Le Crédit Mutuel Arkéa passe à l'offensive. Membre de la Confédération nationale du Crédit Mutuel (une association), il a saisi le 19 septembre dernier la Banque centrale européenne (BCE), le procureur de la République et l'autorité de la concurrence sur des irrégularités concernant la structure, notamment pour prise illégale d'intérêt. En cause ? La mainmise du groupe concurrent, le Crédit Mutuel-CIC, sur les instances dirigeantes de la Confédération. En son sein, chaque groupe garde son indépendance stratégique mais l'association est l'organe central du réseau et elle représente ses membres auprès des pouvoirs publics. C'est la Confédération qui est censée assurer la défense des intérêts des groupes. Problème : sur les 18 fédérations de Crédits Mutuels, 11 dépendent du Crédit Mutuel CIC (CM11-CIC), basé à Strasbourg et présidé par Michel Lucas. Le groupe Arkéa ne compte lui que trois fédérations (lire ci-contre). Une situation qui amène la banque bretonne à s'interroger. Quels intérêts sont défendus ?

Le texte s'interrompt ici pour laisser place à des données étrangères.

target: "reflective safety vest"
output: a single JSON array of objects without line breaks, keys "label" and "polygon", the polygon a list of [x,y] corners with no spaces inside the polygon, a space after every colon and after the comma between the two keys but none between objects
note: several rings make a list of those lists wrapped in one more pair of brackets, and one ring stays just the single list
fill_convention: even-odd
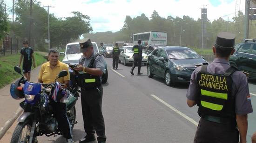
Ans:
[{"label": "reflective safety vest", "polygon": [[[88,68],[95,68],[94,67],[95,59],[100,55],[101,54],[97,53],[96,55],[94,56],[94,57],[88,65]],[[101,85],[100,76],[93,75],[87,73],[79,74],[76,80],[78,85],[81,88],[85,89],[94,89]]]},{"label": "reflective safety vest", "polygon": [[235,118],[235,96],[232,94],[233,81],[230,75],[237,68],[231,66],[224,74],[213,75],[207,72],[207,66],[202,66],[196,77],[200,94],[198,114],[201,117]]},{"label": "reflective safety vest", "polygon": [[134,53],[135,54],[139,54],[139,46],[138,45],[135,45],[134,48]]},{"label": "reflective safety vest", "polygon": [[114,47],[113,51],[114,54],[119,55],[119,48],[118,48],[118,47]]}]

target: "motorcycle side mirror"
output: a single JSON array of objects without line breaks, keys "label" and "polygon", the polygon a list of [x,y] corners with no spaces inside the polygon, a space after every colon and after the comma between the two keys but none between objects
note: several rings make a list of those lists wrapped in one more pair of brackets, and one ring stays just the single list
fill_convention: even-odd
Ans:
[{"label": "motorcycle side mirror", "polygon": [[60,77],[64,77],[67,75],[67,72],[66,70],[62,70],[60,72],[59,75],[58,75],[58,78]]},{"label": "motorcycle side mirror", "polygon": [[14,66],[14,70],[15,72],[18,73],[19,74],[22,75],[21,74],[21,69],[20,69],[20,67],[19,67],[18,66]]}]

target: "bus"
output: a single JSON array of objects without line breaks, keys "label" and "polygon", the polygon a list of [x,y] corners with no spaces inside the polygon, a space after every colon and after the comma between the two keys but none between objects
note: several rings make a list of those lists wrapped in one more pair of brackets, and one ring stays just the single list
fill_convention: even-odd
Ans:
[{"label": "bus", "polygon": [[131,41],[136,45],[138,40],[141,39],[141,44],[145,45],[148,42],[149,45],[153,44],[167,44],[167,33],[166,32],[151,31],[147,32],[136,33],[133,35]]}]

« Irrégularités et concurrence déloyale »

La première critique que formule la banque bretonne est le « manque de neutralité et d'impartialité » de la Confédération, qui a le pouvoir d'audit et de contrôle interne sur les groupes. Les dirigeants du CM-CIC « ont ainsi accès à des données stratégiques et commerciales, expliquait Jean-Pierre Denis, le président d'Arkéa à un parterre de chef d'entreprises finistériens, fin octobre. C'est comme si vos concurrents avaient accès aux bilans de vos sociétés. Vous ne l'accepteriez pas. » D'où la plainte pour prises illégales d'intérêts déposée par le Crédit Mutuel Arkéa. Le groupe basé à Brest dénonce également une concurrence déloyale. Le Crédit Mutuel alsacien est en effet présent en Bretagne via sa filiale CIC. Elle y commercialise des produits (assurances, placements, etc.) sous le nom Crédit Mutuel. Une pratique en théorie bannie d'après les règles de la confédération sur l'utilisation de la marque.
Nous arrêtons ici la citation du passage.